Esta não é a primeira controvérsia que Morales enfrenta em seu primeiro ano de mandato. Um período em que a Marinha aumentou as concessões concedidas pelo governo não só nas áreas de segurança e inteligência, mas também em tarefas civis estratégicas como a gestão de portos, alfândegas e aeroportos. E os seus poderes alargados para responder a catástrofes naturais estão reflectidos no recente Plano Marinho. O maior caso de corrupção durante este período de seis anos foi fabricado nos mais altos escalões da Marinha. A megaconspiração do contrabando de combustíveis chamou a atenção do público para o chamado huajicol fiscal. A rede foi descoberta em setembro, mas o governo disse que a acompanha há pelo menos dois anos, representando um buraco nos cofres do governo de pelo menos 150 milhões de dólares. O caso, que até agora inclui 14 detidos, incluindo seis marinheiros de alta patente, três empresários e cinco funcionários da alfândega, é um duro golpe para a Marinha. O Departamento de Guerra, a instituição mais valiosa dentro e fora do país, ainda tinha uma aura de incorruptibilidade.

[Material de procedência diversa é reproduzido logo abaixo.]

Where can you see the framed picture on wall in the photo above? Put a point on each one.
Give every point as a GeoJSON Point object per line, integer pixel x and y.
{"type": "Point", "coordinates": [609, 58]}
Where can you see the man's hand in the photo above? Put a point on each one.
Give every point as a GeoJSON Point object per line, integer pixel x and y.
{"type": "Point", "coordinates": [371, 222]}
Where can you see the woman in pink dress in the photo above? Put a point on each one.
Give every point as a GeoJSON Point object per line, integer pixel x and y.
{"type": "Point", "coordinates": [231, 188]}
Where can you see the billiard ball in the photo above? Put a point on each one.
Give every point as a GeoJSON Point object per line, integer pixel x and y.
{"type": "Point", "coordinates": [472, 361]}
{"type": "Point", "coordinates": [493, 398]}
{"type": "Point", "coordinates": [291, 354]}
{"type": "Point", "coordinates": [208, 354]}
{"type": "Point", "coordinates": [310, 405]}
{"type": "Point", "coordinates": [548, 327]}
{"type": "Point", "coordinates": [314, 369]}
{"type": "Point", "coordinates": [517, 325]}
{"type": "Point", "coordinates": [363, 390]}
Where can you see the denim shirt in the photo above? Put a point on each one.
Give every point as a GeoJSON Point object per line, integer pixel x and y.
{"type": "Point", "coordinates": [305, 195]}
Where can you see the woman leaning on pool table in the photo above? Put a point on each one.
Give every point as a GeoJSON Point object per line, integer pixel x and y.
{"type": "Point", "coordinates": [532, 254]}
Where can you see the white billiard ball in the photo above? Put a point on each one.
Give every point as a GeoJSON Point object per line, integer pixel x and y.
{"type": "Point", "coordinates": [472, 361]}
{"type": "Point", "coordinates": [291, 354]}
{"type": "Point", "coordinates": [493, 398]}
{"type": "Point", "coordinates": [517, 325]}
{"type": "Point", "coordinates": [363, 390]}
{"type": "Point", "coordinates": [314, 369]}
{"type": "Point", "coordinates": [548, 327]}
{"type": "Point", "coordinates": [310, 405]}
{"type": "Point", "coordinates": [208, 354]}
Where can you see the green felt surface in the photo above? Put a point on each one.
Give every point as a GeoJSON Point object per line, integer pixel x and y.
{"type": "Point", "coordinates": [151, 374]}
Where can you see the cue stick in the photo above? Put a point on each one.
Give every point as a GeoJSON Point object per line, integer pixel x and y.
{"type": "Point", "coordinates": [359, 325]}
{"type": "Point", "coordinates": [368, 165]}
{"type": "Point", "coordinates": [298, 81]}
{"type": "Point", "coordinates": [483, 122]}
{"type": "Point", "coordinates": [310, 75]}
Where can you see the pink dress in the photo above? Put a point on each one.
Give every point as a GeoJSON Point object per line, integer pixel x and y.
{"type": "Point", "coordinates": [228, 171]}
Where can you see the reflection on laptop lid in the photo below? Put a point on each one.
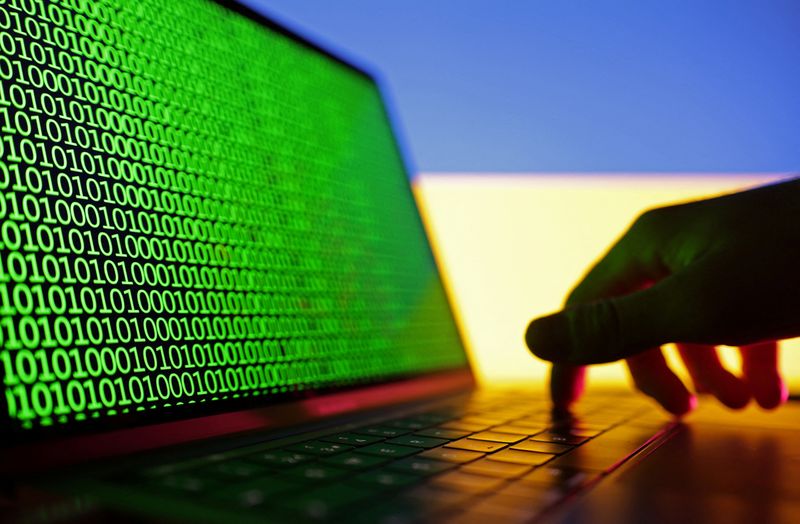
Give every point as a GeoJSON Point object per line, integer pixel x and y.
{"type": "Point", "coordinates": [201, 213]}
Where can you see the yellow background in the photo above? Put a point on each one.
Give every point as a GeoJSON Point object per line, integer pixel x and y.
{"type": "Point", "coordinates": [512, 245]}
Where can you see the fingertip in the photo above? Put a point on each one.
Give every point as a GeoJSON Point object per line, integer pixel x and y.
{"type": "Point", "coordinates": [679, 405]}
{"type": "Point", "coordinates": [732, 392]}
{"type": "Point", "coordinates": [772, 395]}
{"type": "Point", "coordinates": [548, 337]}
{"type": "Point", "coordinates": [567, 384]}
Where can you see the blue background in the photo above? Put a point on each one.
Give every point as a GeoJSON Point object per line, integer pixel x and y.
{"type": "Point", "coordinates": [551, 85]}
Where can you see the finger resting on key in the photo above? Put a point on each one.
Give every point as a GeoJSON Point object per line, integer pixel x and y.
{"type": "Point", "coordinates": [710, 376]}
{"type": "Point", "coordinates": [761, 374]}
{"type": "Point", "coordinates": [654, 378]}
{"type": "Point", "coordinates": [566, 385]}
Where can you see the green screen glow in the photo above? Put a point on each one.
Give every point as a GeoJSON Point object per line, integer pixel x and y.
{"type": "Point", "coordinates": [197, 210]}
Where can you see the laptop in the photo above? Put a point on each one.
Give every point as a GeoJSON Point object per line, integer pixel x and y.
{"type": "Point", "coordinates": [219, 304]}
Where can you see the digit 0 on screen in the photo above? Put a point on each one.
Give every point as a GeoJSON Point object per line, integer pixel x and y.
{"type": "Point", "coordinates": [197, 210]}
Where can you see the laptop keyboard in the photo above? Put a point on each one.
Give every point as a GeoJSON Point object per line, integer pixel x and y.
{"type": "Point", "coordinates": [468, 463]}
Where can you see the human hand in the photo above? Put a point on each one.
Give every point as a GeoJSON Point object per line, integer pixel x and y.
{"type": "Point", "coordinates": [719, 271]}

Ainda há acusados ​​que precisam ser presos. Em primeiro lugar, um dos dois instigadores da trama, o almirante Fernando Farias Laguna, sobrinho político do ex-secretário da Marinha Rafel Ojeda. Semanas após a divulgação do escândalo, o secretário de Estado Morales aproveitou o desfile militar do Dia da Independência para enviar uma mensagem incomum na tradição de aparições públicas de líderes militares. Sem meias palavras, o comandante naval falou diretamente sobre isso: “Foi muito difícil aceitar isso, mas permanecer em silêncio sobre isso seria imperdoável. O mal teve um fim decisivo; não encontrou lugar nem abrigo na Marinha. Nós mesmos assumimos o comando, porque a luta contra a corrupção e a impunidade é uma parte central da transformação”.

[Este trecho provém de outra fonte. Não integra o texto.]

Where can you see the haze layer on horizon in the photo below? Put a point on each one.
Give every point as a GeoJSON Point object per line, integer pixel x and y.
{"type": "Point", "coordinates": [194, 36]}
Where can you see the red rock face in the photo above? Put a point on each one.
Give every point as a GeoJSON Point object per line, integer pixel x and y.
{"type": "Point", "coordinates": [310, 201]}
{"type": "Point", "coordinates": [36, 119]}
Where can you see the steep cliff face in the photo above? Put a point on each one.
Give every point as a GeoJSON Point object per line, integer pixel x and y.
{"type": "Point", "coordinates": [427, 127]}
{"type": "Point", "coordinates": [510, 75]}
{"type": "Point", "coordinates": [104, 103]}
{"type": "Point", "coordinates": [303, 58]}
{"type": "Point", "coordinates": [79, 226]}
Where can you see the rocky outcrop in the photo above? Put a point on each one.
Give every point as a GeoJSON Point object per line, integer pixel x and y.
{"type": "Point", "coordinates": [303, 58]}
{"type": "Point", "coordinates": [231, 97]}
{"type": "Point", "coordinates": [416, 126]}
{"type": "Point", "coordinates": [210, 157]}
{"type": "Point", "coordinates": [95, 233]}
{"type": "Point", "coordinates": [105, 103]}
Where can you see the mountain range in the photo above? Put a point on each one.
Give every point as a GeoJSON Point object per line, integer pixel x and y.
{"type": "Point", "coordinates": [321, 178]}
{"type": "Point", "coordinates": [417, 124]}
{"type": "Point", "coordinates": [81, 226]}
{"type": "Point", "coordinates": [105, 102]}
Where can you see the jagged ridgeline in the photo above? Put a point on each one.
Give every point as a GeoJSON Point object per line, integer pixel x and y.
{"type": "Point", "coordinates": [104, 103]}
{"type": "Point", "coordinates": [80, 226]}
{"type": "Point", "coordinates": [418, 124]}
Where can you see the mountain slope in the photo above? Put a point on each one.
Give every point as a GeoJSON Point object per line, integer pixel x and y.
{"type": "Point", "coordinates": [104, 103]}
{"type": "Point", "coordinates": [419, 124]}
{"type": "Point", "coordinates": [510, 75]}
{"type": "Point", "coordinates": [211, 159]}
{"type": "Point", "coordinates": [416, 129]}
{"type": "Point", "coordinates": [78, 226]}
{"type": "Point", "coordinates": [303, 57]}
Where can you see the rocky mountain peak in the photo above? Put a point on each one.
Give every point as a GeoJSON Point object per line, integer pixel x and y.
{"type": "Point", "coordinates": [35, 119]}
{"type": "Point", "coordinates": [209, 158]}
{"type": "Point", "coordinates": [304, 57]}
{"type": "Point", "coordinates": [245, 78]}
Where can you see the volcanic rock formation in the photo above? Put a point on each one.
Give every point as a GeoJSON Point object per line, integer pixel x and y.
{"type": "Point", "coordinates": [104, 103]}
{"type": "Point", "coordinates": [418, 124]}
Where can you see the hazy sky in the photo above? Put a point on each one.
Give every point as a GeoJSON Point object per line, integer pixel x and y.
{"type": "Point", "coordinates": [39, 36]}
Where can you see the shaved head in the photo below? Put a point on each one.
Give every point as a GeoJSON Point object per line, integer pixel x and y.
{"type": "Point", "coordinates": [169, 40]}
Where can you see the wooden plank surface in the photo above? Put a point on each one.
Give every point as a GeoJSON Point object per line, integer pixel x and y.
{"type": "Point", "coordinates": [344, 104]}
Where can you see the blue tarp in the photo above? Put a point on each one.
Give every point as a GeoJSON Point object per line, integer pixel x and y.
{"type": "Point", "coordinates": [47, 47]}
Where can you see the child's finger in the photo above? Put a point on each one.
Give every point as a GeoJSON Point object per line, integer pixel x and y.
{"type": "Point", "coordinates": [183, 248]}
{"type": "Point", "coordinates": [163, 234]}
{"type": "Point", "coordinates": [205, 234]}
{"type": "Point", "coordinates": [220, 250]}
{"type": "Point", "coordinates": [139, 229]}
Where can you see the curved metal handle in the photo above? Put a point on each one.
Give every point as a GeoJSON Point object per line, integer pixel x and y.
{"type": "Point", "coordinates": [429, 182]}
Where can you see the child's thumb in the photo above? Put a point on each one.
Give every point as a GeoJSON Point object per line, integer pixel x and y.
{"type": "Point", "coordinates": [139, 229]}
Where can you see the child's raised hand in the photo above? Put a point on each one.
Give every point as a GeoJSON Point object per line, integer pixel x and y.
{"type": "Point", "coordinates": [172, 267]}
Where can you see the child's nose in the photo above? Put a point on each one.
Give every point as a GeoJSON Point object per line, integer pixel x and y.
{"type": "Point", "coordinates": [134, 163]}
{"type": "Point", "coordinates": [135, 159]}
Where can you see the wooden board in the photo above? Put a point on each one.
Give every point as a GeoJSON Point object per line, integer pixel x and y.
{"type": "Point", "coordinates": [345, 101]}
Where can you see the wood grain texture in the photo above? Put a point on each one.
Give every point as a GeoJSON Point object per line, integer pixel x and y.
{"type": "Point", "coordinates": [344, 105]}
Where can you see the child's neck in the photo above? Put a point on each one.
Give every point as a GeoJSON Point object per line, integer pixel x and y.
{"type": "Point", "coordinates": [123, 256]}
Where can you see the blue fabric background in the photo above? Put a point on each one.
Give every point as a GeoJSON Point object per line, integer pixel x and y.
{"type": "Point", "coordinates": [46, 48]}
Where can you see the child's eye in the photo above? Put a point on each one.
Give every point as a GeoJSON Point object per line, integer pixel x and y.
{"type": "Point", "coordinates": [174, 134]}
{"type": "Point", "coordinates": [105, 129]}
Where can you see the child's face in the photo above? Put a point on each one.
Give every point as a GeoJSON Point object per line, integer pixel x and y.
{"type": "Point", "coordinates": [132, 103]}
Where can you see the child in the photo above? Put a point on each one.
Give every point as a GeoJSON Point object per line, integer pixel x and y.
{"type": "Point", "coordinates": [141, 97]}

Alguns meses antes do buraco em Huachicola, um navio da Marinha mexicana colidiu com a ponte do Brooklyn, em Nova York, matando dois cadetes. Desastre do navio de treinamento Cuauhtemocuma espécie de embaixador flutuante do México e uma classe marítima para gerações de capitães, oficiais e cadetes navais, prejudicaram a imagem desta instituição de ensino. O secretário Morales veio então à tona para defender a Marinha, argumentando que a responsabilidade pelo navio nessas águas cabia ao piloto especializado do porto do governo de Nova York. “Quem decide como será realizada a manobra e quais meios serão utilizados para ajudar? É o piloto do porto”, enfatizou Morales.

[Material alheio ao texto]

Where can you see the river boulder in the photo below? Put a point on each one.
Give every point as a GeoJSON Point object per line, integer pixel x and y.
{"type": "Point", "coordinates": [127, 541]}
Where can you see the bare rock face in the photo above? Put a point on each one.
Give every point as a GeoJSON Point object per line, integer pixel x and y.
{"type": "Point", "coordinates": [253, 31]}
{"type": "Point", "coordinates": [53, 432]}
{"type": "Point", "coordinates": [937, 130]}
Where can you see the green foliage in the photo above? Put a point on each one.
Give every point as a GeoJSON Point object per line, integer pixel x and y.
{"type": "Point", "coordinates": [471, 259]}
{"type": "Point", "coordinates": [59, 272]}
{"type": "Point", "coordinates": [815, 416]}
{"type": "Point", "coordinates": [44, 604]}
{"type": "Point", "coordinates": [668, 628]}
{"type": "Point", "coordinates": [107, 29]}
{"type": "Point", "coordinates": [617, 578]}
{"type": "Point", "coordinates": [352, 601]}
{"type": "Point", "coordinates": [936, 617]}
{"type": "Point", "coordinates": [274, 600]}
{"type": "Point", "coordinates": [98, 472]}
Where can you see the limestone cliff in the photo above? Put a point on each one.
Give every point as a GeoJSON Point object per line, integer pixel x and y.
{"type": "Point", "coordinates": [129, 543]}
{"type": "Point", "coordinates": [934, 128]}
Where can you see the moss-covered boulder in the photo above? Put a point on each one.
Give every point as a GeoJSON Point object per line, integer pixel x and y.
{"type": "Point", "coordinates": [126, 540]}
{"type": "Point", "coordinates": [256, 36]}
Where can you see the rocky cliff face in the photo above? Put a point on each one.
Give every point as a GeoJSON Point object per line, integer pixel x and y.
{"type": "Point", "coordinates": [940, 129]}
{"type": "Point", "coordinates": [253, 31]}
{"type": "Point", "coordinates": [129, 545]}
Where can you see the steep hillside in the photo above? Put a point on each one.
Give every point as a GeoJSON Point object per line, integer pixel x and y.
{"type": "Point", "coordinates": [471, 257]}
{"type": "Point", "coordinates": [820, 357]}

A difícil relação bilateral com a administração de Donald Trump coloca o Secretário da Marinha numa posição muito exigente. La Armanda tem sido tradicionalmente a maior, senão a única, força de segurança mexicana em que as autoridades dos EUA confiam. Ao mesmo tempo, os ataques de drones a supostos navios de tráfico venezuelanos nas Caraíbas, em águas internacionais, mas muito perto da costa mexicana, forçaram o governo Sheinbaum a dar um passo em frente. Em outubro, a presidente disse ter chegado a um acordo com a Casa Branca. A Marinha Mexicana será responsável pela interceptação dessas embarcações. O acordo alcançado por Sheinbaum é, em muitos aspectos, um firewall para impedir que os ataques se espalhem para o México. E a primeira doca de contenção é a Marinha sob a liderança do Almirante Morales.